February 2023 – christina norwood

Fear and Greed

There’s a Fear and Greed Index for BTC available at Alternative.me. They have an API so I downloaded data back to 2018. They don’t go into much detail about how it’s calculated but simply state they aggregate ’emotions and sentiment from different sources’. Anyway, a potentially useful input into my model. Great that I was able to get historical data.

Data Preparation

Tackling the problem of incorporating the NASDAQ into my model at the moment. I downloaded some data from TradingView which seems related, but of course it has only traded on a regular exchange and hence only Mon – Fri excluding public holidays. I have worked out a way to provide a complete date index for the period I’m interested in, but now need to fill in the missing values. I’m going to have quite a few similar problems before I’m finished so I decided to get yet another book by Jason Brownlee on Data Preparation. I have a vague feeling that I’ve seen this book before, some of the content seems familiar, but can’t find it anywhere.

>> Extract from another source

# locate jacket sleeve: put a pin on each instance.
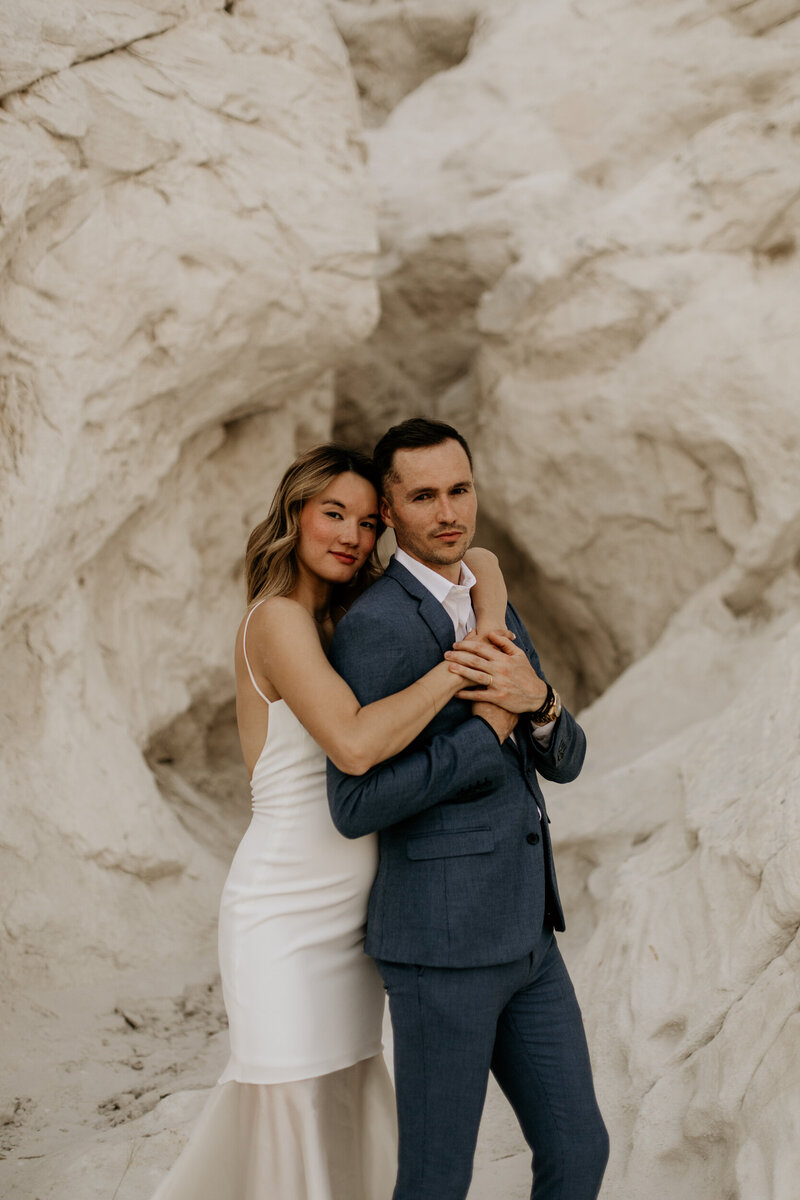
(462, 763)
(563, 759)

Anyway I’m pretty happy with how this project is going, and I don’t expect real results for quite a while so plenty of time to work things out and do more relevant study.

Random Forest in Python

Random Forest Regressor.

Random Forest Classifier.

Here is an example of using a Random Forest Classifier with a dataset consisting of one feature (lagged MACD histogram value) and nominal target (positive or negative return) encoded as 1/0.

import numpy as np
import pandas as pd
import talib.abstract as ta
from datetime import datetime
from sklearn.ensemble import RandomForestClassifier

data = pd.read_csv('data/BTCUSDT.csv', index_col = 0, parse_dates=True)
data['return'] = data['close'].pct_change()
data['good'] = np.where(data['return'] > 0, 1, 0)

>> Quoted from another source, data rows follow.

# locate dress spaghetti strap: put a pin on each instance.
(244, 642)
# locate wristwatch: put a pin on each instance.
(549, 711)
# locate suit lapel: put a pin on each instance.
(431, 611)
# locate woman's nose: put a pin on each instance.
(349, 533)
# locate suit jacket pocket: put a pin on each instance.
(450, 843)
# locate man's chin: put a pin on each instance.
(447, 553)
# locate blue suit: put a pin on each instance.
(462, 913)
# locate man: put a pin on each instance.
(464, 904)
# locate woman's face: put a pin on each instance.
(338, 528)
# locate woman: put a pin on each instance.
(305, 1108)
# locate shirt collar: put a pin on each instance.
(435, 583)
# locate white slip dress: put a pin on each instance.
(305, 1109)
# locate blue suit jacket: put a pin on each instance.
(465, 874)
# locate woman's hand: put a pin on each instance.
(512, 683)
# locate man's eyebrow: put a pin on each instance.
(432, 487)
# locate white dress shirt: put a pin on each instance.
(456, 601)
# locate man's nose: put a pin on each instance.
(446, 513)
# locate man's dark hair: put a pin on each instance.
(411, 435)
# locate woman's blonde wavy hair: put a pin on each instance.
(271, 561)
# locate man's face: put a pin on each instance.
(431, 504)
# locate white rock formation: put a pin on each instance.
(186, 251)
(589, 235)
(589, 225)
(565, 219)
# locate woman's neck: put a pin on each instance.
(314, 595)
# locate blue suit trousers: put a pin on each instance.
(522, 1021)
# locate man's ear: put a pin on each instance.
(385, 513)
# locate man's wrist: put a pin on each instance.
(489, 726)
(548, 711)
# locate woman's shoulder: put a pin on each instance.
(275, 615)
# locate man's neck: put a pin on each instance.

data_values = pd.DataFrame(data['good'].values)

macd = ta.MACD(data)
macd_values = pd.DataFrame(macd.macdhist.values)

df = pd.concat([macd_values.shift(1), data_values], axis=1)
df.columns = ['macd', 'target']
df.dropna(inplace=True)
df.reset_index(drop=True, inplace=True)

# df.to_csv('data/macd.csv', index=False)

X = df.values

# train, test, etc. are numpy arrays
test_start = datetime(2023,1,1,0,0,0)
test_size = data.index.get_loc(test_start)

train, test = X[0:test_size], X[test_size:]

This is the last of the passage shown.